農業革命 1万年前 同時に牧畜もはじまり、余剰生産が生まれる。
都市革命 前3200年 神殿を中心に人々が集まり、都市生活が始まる。文字の発明、文明への出発。ユーラシア大陸の四大文明は、メソポタミア文明より始まる。他に古代アメリカ文明。
精神革命(「枢軸の時代」) 前500年±300年 ユーラシア大陸の各所で同時発生的に人類の精神生活の背骨となる思想家が現れる。
科学・産業革命 1600年・1760年 ヨーロッパのルネサンスによる科学する心の発達、イギリスに始まる工場生産の始まりつまり産業革命による物質的繁栄の時代。
神と霊の存在に目覚める時代 1998年 エドガー・ケーシーによると霊的なめざめの時代の始まり。

 この科学革命・産業革命の結果、爆発的な人口増加が起こり、今日の物質文明の時代を迎える。
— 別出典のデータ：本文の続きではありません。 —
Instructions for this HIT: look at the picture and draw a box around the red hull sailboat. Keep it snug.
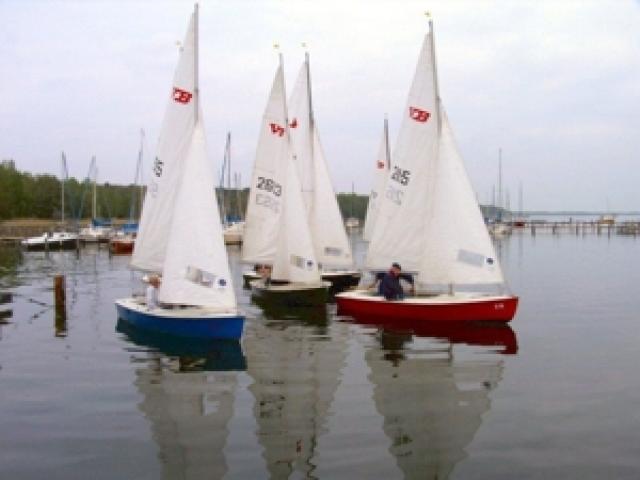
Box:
[336,15,518,322]
[337,291,518,322]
 工場での大量生産は、言うまでもなく、延命的な医学の発達、農薬と肥料による食糧生産の飛躍的増加などである。この結果2000年前には世界の人口は2億であったと推計されているが、1804年に20億、2008年現在68億を超えている。この産業革命の結果、人類は古代の王侯貴族も想像できないような物質的な豊かさを獲得することとなったが一方失ったものも多かった。
 人類規模の環境破壊である。一部の有識者によるとこのまま、環境破壊や人口爆発が進行すると2020年には、人類は滅亡してしまうのではないかといわれている限界点に達しているとの観測がある。
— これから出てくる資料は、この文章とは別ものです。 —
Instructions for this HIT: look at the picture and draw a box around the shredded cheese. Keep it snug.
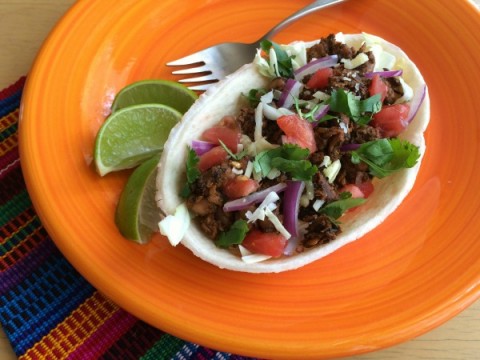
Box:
[340,53,368,70]
[158,203,190,246]
[323,159,342,184]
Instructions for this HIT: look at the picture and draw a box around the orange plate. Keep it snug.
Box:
[16,0,480,359]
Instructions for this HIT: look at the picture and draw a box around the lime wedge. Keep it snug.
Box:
[112,80,198,114]
[94,104,182,176]
[115,155,160,244]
 一説によるとこのことを回避するために、エイズであるとか鳥インフルエンザとかのウイルス菌を人工的に開発してばらまいて人口減少をもくろんだ。さらには、第三次世界大戦や核戦争までもくろんでいる一派がいるというのである。
 エドガー・ケーシー(1877年~1945年)によると、1998年は人類は物質的欲望に支配されてた時代から、神や霊の存在の目覚めの時代(いわば霊的目覚めの時代)の出発点となる画期的な分岐点になるという。21世紀を迎えた現代は、かつてない人類の繁栄の時代を迎えるための生みの苦しみの時代であるという。
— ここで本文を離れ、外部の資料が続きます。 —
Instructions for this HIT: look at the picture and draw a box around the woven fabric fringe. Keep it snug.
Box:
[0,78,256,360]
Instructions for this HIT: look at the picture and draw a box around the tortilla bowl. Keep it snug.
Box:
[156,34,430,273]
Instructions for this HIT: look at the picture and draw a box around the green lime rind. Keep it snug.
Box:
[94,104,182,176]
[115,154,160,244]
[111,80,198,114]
 スピリチュアル・ブームと呼ばれる時代を迎えているのも事実であるし、環境保護に命をかけ、物の豊かさよりも精神的な豊かさを求める人々も増えつつある。

 ヤスパースによる人類史の区分を紹介したが、現生人類が発生して20万年といわれるが、発生したときと現代人と同じ手足と知能をもっていたとされる。その人類が19万年も食糧も生産できない狩猟・採集の時代であったのだろうか。12000年前にムー大陸やアトランティス大陸が存在し、高度な文明を築いていたという失われた文明説に真実があると考えている。そこでは両者の核戦争まで行われたのではないかといわれている。1万2000年前に核戦争と大天変地異によって世界中が原始時代にもどって、一からやり直したのが現代の文明であるとすれば、高度な文明を再建するのに1万年余期間となる。19万年人類が停滞していたと考えるより、人類にとってはこの考えの方が合理的ではないだろうか。さらに、人類の知能を考慮すれば、ムーとアトランティスの文明以前にも高度な文明があったかもしれない。